Saafia não ficou impressionada com o país: "A Somália não era nada do que eu esperava. Eu não gostei de lá", disse a filha de um marroquino, cuja mãe se converteu ao Islã e dirige uma organização muçulmana na Suécia. "Eu acho que os somalis não gostam de pessoas brancas." Mas isto não foi o pior que aconteceu a ela em sua viagem à Somália.
Quando tropas etíopes entraram na Somália por volta do Ano Novo, ela fugiu para a fronteira do Quênia com seu marido. Foi lá que aconteceu: "Eu ouvi disparos por toda parte. Havia três soldados americanos com a bandeira americana em seu uniforme e 10 quenianos", recordou a jovem de 17 anos. Os homens aparentemente faziam parte da Polícia Antiterrorismo queniana, que é altamente financiada pelos Estados Unidos e faz parte da Iniciativa de Contraterrorismo no Leste da África patrocinada pelos americanos, no valor de US$ 100 milhões.
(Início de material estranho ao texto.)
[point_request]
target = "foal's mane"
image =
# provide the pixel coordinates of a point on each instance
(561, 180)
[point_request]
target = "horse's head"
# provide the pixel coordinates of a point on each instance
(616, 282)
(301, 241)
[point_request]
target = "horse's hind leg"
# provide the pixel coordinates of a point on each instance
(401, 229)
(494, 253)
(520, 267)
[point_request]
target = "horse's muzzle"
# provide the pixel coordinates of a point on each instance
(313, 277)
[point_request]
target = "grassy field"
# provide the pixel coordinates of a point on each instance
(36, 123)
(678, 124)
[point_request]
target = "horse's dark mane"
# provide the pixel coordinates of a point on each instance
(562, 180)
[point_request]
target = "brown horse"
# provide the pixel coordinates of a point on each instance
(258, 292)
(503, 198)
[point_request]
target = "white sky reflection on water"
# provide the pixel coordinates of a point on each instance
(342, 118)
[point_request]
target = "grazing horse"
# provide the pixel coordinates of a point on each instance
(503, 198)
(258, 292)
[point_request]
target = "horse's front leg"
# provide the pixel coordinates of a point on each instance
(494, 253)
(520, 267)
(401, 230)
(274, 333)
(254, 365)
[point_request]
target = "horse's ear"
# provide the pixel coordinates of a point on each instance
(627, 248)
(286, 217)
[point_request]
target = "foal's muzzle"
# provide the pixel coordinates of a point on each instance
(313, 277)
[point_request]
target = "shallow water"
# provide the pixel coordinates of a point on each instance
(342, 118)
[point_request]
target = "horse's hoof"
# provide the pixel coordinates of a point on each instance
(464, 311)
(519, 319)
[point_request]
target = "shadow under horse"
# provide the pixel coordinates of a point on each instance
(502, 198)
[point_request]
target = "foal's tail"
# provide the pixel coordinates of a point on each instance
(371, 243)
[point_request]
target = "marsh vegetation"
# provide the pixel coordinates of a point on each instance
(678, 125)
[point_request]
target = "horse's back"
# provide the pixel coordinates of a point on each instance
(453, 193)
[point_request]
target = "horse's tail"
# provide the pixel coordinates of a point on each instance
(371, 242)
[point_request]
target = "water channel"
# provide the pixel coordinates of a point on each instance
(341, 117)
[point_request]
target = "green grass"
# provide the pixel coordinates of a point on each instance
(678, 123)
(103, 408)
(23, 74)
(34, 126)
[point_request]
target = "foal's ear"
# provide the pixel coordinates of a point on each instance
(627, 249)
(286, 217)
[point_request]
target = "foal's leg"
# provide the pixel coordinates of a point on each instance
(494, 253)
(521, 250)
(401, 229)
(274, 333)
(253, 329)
Em 27 de janeiro de 2007, Saafia foi levada para Mogadício, Somália, em um vôo da African Express Airlines (vôo número AXK527), juntamente com 84 outros "suspeitos de terrorismo", incluindo várias crianças.
Cidadãos americanos estavam presentes em cada uma destas paradas, disse Mounir Awad, o marido de Saafia, para a "Spiegel". "Quando pousamos, fomos imediatamente fotografados pelos americanos em trajes civis", contou ele, acrescentando que ele e outros eram continuamente insultados como "bastardos da Al Qaeda".
Falando com "Tim" e "Dennis"
No início de fevereiro, os guardas os levaram para a capital etíope de Adis Abeba. Toda manhã às 5h, todos os suspeitos de terrorismo eram recolhidos por um caminhão e levados para uma vila americana, segundo Mounir Awad. Lá eram interrogados por 12 horas ou mais. Um interrogador se dizia chamar "Tim" e alegava trabalhar para o FBI; outro se dizia chamar "Dennis" e trabalhava para a CIA.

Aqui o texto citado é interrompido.